Understandably, the greater portion of the focus of local public interest insofar as the oil recovery pursuits offshore Guyana are concerned is centred around the material returns that accrue to us from ExxonMobil’s pursuits. Contextually, little if anything, has, in recent days, seriously competed for public attention with the various discourses that have to do with the significantly enhanced spending latitude afforded the government, arising out of the unprecedented ability of the country’s budget to benefit from a significant ‘top up’ from our oil and gas ‘nest egg.’
If no one is suggesting that we become stuck on dark scenarios associated with apocalyptic occurrences that not only completely erode our oil and gas-driven developmental ambitions but set our environmental bona fides back light years, it cannot reasonably be disputed that we need to move to the stage of a much-enhanced public understanding of the environmental/safety considerations that attend the pursuits of ExxonMobil’s ongoing offshore oil recovery pursuits. As things stand it has always been a matter of ExxonMobil more-or-less minding its business and we minding ours. Where some major event that has to do with oil recovery, per se, occurs, we will, in due course, be notified in what is referred to as a ‘structured manner’ about the barrels of oil equivalent of the find and simplified accounts of the complex process.

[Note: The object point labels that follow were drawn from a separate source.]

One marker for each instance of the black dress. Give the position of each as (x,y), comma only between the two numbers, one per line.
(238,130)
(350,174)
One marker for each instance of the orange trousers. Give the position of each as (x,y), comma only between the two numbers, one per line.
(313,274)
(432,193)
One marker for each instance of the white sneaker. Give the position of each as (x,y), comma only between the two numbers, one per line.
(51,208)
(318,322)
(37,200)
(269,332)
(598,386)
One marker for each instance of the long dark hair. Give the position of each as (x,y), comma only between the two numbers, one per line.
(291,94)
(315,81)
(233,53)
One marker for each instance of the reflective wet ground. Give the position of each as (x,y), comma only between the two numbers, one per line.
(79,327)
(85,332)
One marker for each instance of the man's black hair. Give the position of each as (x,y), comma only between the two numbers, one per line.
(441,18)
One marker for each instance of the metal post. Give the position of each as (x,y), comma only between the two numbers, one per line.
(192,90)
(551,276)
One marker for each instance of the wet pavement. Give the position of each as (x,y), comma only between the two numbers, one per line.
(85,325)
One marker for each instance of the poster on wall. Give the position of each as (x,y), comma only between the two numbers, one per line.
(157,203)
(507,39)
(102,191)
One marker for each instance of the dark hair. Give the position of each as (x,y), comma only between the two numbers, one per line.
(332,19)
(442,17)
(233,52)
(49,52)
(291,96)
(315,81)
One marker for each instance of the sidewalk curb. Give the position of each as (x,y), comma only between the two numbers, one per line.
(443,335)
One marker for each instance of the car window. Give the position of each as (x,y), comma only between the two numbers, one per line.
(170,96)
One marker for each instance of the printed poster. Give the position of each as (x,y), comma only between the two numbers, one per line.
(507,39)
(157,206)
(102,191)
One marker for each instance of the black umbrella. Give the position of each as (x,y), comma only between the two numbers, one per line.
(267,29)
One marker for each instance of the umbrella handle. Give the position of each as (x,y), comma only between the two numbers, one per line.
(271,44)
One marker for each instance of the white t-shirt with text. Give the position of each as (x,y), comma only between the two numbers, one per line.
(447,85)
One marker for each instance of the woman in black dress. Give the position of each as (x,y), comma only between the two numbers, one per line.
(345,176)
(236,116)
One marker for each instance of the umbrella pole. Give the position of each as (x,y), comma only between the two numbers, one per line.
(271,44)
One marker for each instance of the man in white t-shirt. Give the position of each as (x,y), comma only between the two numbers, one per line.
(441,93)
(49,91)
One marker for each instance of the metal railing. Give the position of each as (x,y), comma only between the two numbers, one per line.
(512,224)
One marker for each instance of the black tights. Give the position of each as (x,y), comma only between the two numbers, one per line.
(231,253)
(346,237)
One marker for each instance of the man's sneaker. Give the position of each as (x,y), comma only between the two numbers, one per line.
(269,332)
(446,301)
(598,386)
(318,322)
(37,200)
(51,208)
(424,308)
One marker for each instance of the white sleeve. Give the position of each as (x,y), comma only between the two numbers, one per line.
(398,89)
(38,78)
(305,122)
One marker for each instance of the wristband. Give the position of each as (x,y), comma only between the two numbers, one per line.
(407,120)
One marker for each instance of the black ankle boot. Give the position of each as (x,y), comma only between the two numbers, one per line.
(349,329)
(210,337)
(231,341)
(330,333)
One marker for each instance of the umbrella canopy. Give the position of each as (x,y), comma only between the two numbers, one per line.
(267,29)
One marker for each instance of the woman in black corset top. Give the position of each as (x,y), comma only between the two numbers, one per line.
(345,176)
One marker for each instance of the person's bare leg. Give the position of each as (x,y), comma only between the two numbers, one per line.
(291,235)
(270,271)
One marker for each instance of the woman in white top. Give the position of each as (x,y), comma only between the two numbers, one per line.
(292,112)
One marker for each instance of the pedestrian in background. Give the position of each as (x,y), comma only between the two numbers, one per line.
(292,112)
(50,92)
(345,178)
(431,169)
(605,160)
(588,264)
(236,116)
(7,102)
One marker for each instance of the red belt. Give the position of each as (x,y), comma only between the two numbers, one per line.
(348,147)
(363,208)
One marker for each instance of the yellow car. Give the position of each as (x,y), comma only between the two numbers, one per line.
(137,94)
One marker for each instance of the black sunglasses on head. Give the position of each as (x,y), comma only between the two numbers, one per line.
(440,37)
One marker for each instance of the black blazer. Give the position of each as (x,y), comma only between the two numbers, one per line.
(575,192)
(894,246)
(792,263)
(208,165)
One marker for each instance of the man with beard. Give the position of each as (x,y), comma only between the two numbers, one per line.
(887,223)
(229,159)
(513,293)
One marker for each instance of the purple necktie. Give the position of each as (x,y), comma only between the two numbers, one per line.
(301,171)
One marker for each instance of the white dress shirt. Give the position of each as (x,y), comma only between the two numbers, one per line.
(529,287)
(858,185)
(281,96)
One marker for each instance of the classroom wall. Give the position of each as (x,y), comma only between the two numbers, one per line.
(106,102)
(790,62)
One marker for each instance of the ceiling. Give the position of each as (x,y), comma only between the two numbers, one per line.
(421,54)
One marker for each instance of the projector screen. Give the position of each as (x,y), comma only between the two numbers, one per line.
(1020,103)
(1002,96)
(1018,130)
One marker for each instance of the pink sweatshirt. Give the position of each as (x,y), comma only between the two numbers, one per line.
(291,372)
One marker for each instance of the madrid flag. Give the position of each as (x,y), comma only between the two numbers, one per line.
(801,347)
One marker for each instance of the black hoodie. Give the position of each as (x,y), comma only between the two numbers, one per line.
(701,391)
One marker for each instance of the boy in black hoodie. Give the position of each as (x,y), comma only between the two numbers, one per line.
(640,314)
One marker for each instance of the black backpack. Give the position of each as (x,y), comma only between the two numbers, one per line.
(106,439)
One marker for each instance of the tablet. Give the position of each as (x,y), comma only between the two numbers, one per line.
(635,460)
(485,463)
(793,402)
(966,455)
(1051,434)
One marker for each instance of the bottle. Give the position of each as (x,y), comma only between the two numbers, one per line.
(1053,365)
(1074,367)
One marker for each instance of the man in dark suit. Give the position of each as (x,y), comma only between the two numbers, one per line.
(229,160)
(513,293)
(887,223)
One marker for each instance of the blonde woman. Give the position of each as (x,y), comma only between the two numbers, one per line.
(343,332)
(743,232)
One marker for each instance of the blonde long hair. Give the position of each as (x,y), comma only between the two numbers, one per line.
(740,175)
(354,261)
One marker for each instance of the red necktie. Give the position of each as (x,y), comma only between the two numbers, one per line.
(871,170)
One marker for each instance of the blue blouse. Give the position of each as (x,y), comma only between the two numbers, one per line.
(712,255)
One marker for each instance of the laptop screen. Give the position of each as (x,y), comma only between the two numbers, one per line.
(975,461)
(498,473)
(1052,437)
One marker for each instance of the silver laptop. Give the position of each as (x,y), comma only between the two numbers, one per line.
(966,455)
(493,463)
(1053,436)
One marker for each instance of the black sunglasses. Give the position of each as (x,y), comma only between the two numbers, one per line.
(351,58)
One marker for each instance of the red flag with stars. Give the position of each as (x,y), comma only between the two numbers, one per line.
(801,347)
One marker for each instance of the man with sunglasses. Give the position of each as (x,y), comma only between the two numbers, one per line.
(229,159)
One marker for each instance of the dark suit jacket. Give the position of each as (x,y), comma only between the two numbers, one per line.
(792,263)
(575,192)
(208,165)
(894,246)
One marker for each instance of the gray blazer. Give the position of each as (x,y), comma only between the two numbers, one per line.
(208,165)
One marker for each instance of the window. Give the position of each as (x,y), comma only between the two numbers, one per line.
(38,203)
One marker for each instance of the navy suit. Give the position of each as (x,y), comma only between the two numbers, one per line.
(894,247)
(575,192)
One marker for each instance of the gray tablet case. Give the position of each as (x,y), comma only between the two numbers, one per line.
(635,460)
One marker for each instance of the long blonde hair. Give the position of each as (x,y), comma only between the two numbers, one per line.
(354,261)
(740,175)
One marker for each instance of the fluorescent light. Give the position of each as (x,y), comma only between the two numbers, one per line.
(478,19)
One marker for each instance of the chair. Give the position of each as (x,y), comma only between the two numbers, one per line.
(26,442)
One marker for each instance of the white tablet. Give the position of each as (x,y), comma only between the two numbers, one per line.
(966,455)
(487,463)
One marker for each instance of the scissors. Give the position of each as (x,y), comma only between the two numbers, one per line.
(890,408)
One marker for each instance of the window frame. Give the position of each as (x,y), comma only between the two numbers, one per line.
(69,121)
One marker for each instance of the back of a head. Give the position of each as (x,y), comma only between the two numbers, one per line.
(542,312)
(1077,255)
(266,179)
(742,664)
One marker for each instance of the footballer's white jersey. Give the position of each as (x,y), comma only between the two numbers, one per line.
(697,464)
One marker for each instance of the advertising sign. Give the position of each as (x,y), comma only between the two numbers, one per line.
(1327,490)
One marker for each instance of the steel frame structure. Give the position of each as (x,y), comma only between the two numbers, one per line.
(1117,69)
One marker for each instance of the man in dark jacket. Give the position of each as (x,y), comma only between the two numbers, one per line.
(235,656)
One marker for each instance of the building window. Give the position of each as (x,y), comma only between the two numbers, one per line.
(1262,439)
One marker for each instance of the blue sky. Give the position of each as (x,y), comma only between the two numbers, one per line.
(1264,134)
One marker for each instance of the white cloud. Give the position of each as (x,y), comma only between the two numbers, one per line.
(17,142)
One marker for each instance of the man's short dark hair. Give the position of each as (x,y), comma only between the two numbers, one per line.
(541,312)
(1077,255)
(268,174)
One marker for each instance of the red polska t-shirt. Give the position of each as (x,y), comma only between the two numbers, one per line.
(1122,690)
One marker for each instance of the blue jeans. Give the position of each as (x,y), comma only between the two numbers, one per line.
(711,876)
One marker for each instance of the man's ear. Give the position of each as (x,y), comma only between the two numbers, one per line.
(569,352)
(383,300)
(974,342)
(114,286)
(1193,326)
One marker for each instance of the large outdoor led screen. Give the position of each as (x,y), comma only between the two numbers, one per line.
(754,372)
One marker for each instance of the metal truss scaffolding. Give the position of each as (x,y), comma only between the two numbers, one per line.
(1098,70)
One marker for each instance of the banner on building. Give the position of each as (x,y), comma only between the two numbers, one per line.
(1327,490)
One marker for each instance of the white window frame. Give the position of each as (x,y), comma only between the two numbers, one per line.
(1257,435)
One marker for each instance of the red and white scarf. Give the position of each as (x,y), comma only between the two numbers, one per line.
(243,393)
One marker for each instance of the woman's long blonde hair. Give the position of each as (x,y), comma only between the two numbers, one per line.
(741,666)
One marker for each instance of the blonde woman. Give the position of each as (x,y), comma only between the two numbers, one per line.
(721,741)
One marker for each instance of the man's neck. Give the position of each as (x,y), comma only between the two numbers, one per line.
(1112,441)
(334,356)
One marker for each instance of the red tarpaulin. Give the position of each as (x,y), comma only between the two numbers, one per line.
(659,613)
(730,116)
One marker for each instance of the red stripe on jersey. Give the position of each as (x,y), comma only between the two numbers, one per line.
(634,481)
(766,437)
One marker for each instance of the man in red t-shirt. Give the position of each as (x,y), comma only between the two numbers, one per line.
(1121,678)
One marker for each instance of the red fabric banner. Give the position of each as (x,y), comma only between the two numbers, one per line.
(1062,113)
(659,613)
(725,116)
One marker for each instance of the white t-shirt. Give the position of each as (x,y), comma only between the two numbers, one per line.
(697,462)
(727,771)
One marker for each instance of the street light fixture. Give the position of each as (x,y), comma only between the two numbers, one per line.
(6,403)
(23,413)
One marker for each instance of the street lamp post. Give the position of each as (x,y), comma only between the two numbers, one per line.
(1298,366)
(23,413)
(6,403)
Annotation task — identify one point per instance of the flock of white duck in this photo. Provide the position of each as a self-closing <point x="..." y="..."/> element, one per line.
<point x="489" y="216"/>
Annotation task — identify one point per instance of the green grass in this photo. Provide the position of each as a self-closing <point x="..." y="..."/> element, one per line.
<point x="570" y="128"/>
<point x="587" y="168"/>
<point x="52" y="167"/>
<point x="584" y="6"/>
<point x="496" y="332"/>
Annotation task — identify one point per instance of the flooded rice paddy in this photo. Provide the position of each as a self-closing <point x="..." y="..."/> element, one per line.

Peru’s current exchanges with Repsol arising out of the country’s recent oil spill which has ruined critical economic streams in many communities and wreaked what we are told may well be long-term ecological damage in parts of the country are instructive. Emerging from those exchanges at this time are issues to do with culpability and accountability, which matters, of course, usually proceed largely over the heads of the most affected groups and communities.
In large measure, the experience of some other countries is that the manner in which these matters are settled depends very much on the ‘balance of power’ between the affected country and the oil company. The recent Peru experience, for example, points to what appears to be some degree of pushback from Repsol to demands being made by Peru for both compensation and restoration. One expects, of course, that occurrences like the Peru oil spill and the ensuing occurrences can serve as important lessons for Guyana, never mind the fact that at the levels of government, the business community and sections of the public the over-arching preoccupation is with the earliest taste of ‘oil money’ and its promised returns.
But then, hopefully sooner rather than later, our sense of the risks and threats that attend the high stakes pursuit of oil recovery will eventually become etched in public consciousness, hopefully, at least to a degree that equals our present preoccupation with our ‘oil bonanza.’